I've looked at the link above - along with several others - and dusted off my combinatorics notebook to try to figure out the answer to the problem: If you roll six 6-sided dice, what is the probability of rolling exactly four of a kind?
Using combinations, I came up with:
6C1 ways to choose the side of a die
6C4 ways to choose four of a kind
5 ways to chose the 5th die
5 ways to chose the 6th die.
Then, there are 6^6 possible outcomes.
Putting everything together, I get (15*5*5*6)/6^6 = 2250/ 46656
This is the same answer as on this Wolfram site http://www.wolframalpha.com/input/?i=6+dice
What I would like to know is if there is a way to arrive at this answer using counting principles?
I attempted this by considering the chance of four of a kind of each number as mutually exclusive events (see images).
For the 1 side of a die, for example: the chance rolling a 1 is 1/6, the chance of rolling a second 1 is 1/6, the chance of rolling a third 1 is 1/6, the chance of rolling a fourth 1 is 1/6, the chance of rolling anything but a 1 for the 5th die is 5/6, and the chance of rolling anything but a 1 for the sixth is 5/6. Then 4(1/6) * 2(5/6) = 25/6^6 chance of four of a kind of 1s. I then repeated this for sets of four of a kind of 2s, 3s, 4s, 5s, and 6s.
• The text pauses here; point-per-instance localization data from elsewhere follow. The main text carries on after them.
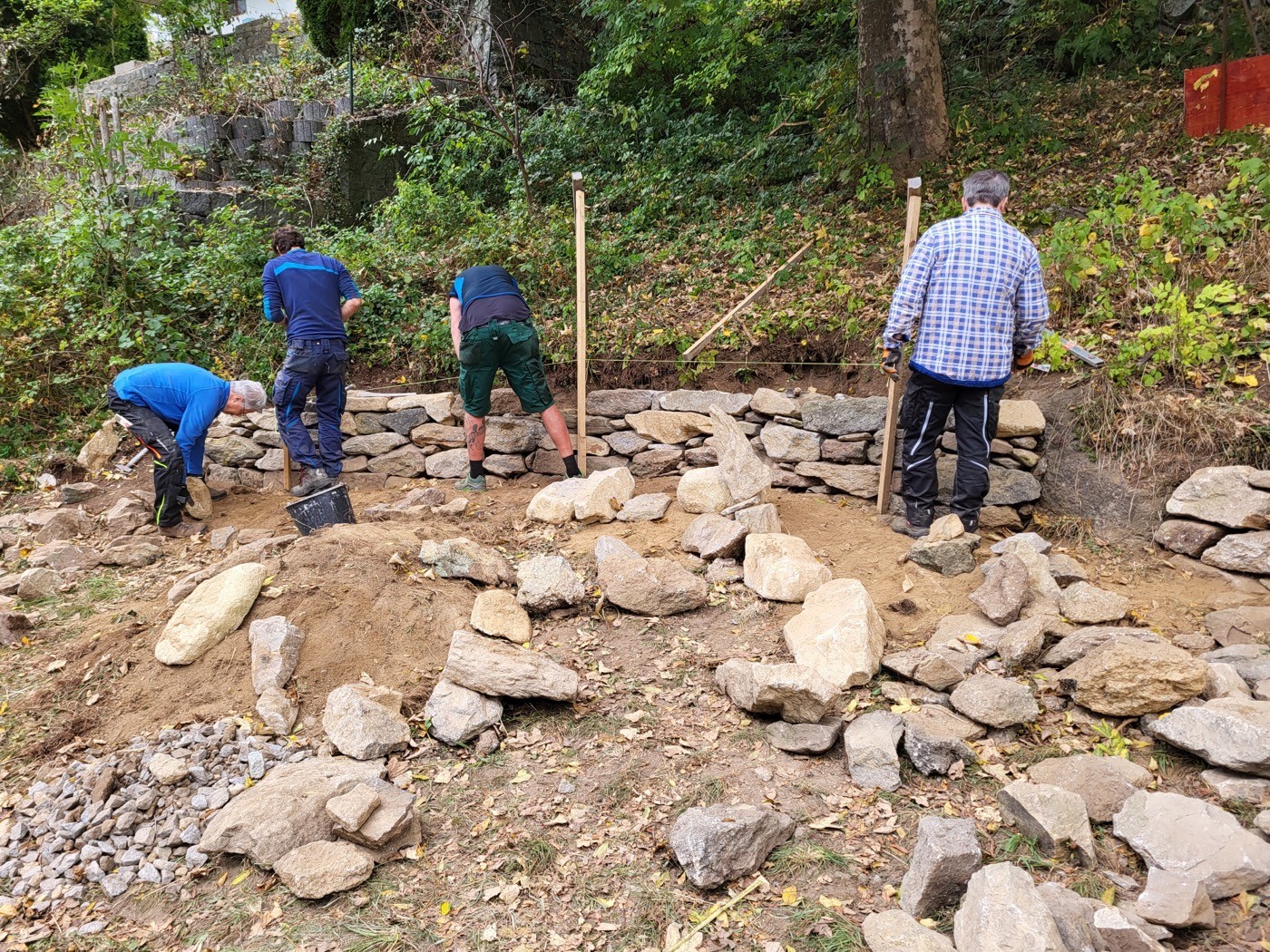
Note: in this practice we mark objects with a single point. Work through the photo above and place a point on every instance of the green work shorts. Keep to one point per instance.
(507, 345)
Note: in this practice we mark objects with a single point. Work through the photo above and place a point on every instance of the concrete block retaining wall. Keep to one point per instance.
(812, 442)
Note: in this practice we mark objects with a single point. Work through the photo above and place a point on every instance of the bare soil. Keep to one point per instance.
(558, 840)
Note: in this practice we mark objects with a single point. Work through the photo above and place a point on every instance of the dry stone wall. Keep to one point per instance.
(812, 442)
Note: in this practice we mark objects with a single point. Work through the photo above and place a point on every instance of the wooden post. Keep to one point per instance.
(888, 442)
(580, 237)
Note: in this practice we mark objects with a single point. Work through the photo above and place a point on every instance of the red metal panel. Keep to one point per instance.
(1242, 99)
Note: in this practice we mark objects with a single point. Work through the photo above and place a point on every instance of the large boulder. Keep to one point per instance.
(895, 930)
(501, 669)
(935, 739)
(838, 634)
(286, 809)
(1102, 782)
(796, 694)
(1003, 913)
(1053, 816)
(669, 427)
(464, 559)
(548, 581)
(1221, 494)
(275, 651)
(994, 701)
(211, 612)
(1228, 732)
(870, 743)
(365, 723)
(943, 860)
(745, 473)
(783, 568)
(717, 844)
(602, 495)
(497, 612)
(320, 869)
(1196, 840)
(1126, 676)
(456, 714)
(847, 415)
(651, 587)
(1241, 552)
(704, 491)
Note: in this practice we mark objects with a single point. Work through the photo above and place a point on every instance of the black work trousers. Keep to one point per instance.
(923, 416)
(159, 437)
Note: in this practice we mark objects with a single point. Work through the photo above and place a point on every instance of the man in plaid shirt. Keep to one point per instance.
(973, 287)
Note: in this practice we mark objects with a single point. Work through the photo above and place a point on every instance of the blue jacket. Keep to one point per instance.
(308, 288)
(184, 396)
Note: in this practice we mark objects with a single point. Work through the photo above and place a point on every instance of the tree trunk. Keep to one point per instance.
(901, 105)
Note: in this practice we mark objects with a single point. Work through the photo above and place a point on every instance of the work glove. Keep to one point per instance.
(891, 362)
(199, 503)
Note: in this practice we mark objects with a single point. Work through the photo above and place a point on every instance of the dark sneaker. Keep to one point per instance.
(183, 529)
(311, 481)
(905, 529)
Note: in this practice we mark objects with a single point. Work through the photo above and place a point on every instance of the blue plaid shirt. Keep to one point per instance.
(974, 286)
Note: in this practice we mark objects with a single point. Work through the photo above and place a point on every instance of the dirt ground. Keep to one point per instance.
(558, 840)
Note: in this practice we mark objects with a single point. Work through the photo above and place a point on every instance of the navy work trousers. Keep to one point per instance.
(923, 416)
(313, 367)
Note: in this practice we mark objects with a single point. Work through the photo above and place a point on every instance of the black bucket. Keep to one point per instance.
(327, 508)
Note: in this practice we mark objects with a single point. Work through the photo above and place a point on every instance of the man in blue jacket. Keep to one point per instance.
(973, 289)
(313, 297)
(491, 329)
(169, 408)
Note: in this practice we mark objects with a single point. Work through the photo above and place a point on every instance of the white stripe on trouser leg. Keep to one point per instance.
(921, 435)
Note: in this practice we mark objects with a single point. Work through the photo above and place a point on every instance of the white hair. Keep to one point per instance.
(250, 393)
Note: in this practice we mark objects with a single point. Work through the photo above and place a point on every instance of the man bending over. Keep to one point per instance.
(491, 327)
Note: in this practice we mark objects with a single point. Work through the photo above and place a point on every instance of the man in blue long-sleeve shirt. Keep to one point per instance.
(311, 296)
(973, 287)
(169, 408)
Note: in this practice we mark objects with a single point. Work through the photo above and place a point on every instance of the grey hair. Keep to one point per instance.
(988, 187)
(250, 393)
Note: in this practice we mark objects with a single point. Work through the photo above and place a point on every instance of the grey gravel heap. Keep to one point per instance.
(108, 821)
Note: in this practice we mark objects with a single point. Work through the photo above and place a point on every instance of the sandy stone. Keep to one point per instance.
(1126, 676)
(318, 869)
(456, 714)
(838, 634)
(1194, 840)
(497, 612)
(796, 694)
(943, 862)
(1051, 815)
(1102, 782)
(895, 930)
(1003, 913)
(720, 843)
(211, 612)
(275, 651)
(870, 743)
(783, 568)
(704, 491)
(501, 669)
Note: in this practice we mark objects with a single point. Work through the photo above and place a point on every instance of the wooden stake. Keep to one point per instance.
(888, 442)
(580, 237)
(751, 298)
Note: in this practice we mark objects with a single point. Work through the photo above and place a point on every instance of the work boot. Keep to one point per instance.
(183, 529)
(311, 481)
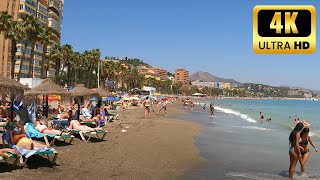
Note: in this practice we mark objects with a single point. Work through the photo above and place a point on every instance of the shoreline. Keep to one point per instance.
(156, 148)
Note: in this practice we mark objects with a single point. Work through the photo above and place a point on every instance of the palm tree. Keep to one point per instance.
(11, 30)
(45, 38)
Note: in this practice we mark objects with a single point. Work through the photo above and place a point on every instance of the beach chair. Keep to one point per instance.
(27, 153)
(32, 133)
(10, 156)
(2, 125)
(64, 124)
(100, 134)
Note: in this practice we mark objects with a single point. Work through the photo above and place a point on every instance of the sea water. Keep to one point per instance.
(238, 145)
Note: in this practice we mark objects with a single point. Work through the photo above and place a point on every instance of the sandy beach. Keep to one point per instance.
(156, 148)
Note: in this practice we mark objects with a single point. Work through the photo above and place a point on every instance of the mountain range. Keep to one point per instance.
(207, 77)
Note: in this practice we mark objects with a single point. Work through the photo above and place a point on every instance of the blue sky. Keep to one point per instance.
(207, 35)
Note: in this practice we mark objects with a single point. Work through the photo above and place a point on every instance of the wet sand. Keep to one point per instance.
(156, 148)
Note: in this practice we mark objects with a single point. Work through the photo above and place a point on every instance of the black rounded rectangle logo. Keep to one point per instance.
(299, 20)
(284, 29)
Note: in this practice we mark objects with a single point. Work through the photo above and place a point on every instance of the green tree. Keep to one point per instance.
(45, 38)
(11, 30)
(29, 28)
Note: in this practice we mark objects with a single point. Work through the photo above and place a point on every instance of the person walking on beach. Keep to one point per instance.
(261, 116)
(294, 149)
(305, 152)
(146, 105)
(211, 109)
(191, 105)
(164, 107)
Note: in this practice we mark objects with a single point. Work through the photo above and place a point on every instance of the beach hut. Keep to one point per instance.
(103, 92)
(46, 88)
(79, 93)
(11, 88)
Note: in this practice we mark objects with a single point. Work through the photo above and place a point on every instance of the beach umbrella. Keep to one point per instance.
(80, 91)
(111, 98)
(103, 92)
(45, 88)
(11, 87)
(134, 98)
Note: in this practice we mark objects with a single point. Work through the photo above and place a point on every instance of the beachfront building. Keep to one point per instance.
(160, 72)
(218, 85)
(148, 73)
(49, 14)
(150, 90)
(181, 76)
(226, 85)
(12, 7)
(201, 84)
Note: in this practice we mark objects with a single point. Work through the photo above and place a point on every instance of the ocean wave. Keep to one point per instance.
(253, 175)
(230, 111)
(245, 127)
(257, 128)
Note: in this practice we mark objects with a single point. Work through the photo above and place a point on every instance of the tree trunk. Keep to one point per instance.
(44, 71)
(13, 56)
(30, 73)
(21, 60)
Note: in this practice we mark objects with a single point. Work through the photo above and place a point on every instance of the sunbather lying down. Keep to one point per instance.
(45, 130)
(6, 150)
(95, 119)
(20, 139)
(3, 123)
(75, 124)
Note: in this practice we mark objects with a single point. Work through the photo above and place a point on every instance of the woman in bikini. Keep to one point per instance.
(294, 150)
(45, 130)
(305, 152)
(146, 105)
(3, 152)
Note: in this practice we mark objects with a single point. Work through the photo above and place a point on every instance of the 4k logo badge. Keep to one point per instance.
(284, 29)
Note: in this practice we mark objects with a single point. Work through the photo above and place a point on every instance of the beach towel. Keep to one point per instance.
(6, 137)
(32, 111)
(31, 132)
(27, 153)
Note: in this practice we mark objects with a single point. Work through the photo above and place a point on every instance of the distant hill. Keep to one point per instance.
(207, 77)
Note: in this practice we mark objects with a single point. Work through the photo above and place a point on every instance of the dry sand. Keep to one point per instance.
(156, 148)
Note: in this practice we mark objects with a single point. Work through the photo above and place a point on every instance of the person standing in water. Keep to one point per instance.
(305, 152)
(261, 116)
(294, 149)
(164, 107)
(212, 109)
(146, 105)
(191, 105)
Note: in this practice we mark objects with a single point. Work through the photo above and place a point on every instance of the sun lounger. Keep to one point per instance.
(37, 151)
(32, 133)
(27, 153)
(10, 156)
(100, 134)
(3, 126)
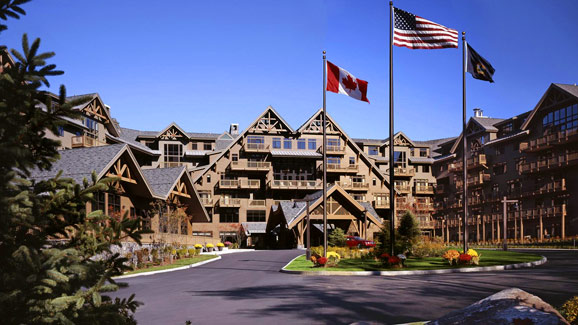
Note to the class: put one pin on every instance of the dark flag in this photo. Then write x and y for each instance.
(479, 67)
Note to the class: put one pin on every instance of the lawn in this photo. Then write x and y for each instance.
(176, 263)
(488, 258)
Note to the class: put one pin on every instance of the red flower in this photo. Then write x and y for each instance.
(393, 260)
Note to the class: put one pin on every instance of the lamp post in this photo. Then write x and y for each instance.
(505, 201)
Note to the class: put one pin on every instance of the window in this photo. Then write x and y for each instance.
(229, 216)
(173, 154)
(562, 119)
(399, 159)
(256, 216)
(99, 203)
(203, 233)
(301, 144)
(114, 205)
(312, 144)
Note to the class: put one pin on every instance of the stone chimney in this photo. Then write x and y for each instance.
(234, 129)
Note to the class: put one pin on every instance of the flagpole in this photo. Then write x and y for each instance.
(324, 158)
(391, 151)
(464, 161)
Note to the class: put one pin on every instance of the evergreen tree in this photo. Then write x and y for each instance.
(43, 280)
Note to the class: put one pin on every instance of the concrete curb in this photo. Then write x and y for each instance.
(418, 272)
(168, 270)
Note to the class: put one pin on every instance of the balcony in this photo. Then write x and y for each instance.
(245, 165)
(256, 147)
(227, 202)
(228, 183)
(207, 201)
(257, 204)
(333, 149)
(405, 189)
(339, 168)
(550, 140)
(404, 172)
(354, 186)
(424, 189)
(295, 185)
(477, 161)
(249, 183)
(84, 141)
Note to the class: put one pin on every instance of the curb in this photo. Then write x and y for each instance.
(418, 272)
(168, 270)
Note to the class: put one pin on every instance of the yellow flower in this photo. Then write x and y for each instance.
(333, 254)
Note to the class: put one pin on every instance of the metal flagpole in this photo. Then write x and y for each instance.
(464, 161)
(391, 151)
(324, 158)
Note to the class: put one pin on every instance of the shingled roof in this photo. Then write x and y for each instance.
(79, 164)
Since these are mutually exclusive events, I then took the sum of the probability of each of the six events. The result of this method was 25/6^6 + 25/6^6 + 25/6^6 + 25/6^6 + 25/6^6 + 25/6^6 = 150/6^6, which is very different from 2250/6^6. What am I missing with this approach? Do I need to consider the different arrangements of the dice?